We also teach them how to submit proper drawings and weekly reports. Weekly reports alone have been one of our biggest challenges. It has taken many iterations and multiple meetings to teach our contractors how to create a detailed report and why it is important. Since the beginning of our deployment, we've discovered that contractors often like to discuss problems they experienced during projects that were coordinated with previous PRTs. However, without documentation, we're unable to know for certain if the claims are true, if they were previously resolved or whether or not the last PRT agreed to assist the contractor at all. By having detailed weekly reports we have a record that both parties can use to document the history of each project. It's extremely beneficial for everyone involved.

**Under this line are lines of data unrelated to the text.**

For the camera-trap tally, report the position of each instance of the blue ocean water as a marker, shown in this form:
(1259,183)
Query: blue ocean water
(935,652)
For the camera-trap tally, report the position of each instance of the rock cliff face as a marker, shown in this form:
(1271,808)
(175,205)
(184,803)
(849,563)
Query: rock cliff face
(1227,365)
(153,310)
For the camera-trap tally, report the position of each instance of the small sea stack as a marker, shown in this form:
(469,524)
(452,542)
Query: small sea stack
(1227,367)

As engineers, we also work closely with the Ministry of Rural Rehabilitation and Development, Education, Health, Justice and Public Works. Once a project is constructed there is a lot of work that goes into maintaining it. If not properly maintained the facility will eventually degrade and become unsafe and/or unusable. This is why we teach the ministries how to perform proper quality assurance and quality control for projects in their province. We also incorporate them in every step of the process from creating the project documentation to implementing and constructing the project. By doing this they fully understand what they are getting and how the facility will be constructed. It also allows them to start creating their own project packages for future construction plans.

As you can see, while I am an engineer for PRT Kapisa I serve more as a mentor to Kapisa government officials. Managing a construction project is tough, but teaching others to manage, execute and plan their own construction initiatives is a greater challenge, but rewarding. We have made great strides in the last five months and are very excited for additional opportunities in the future that will allow us to continue to teach and share our knowledge as well as learn from the people of Afghanistan and GIRoA.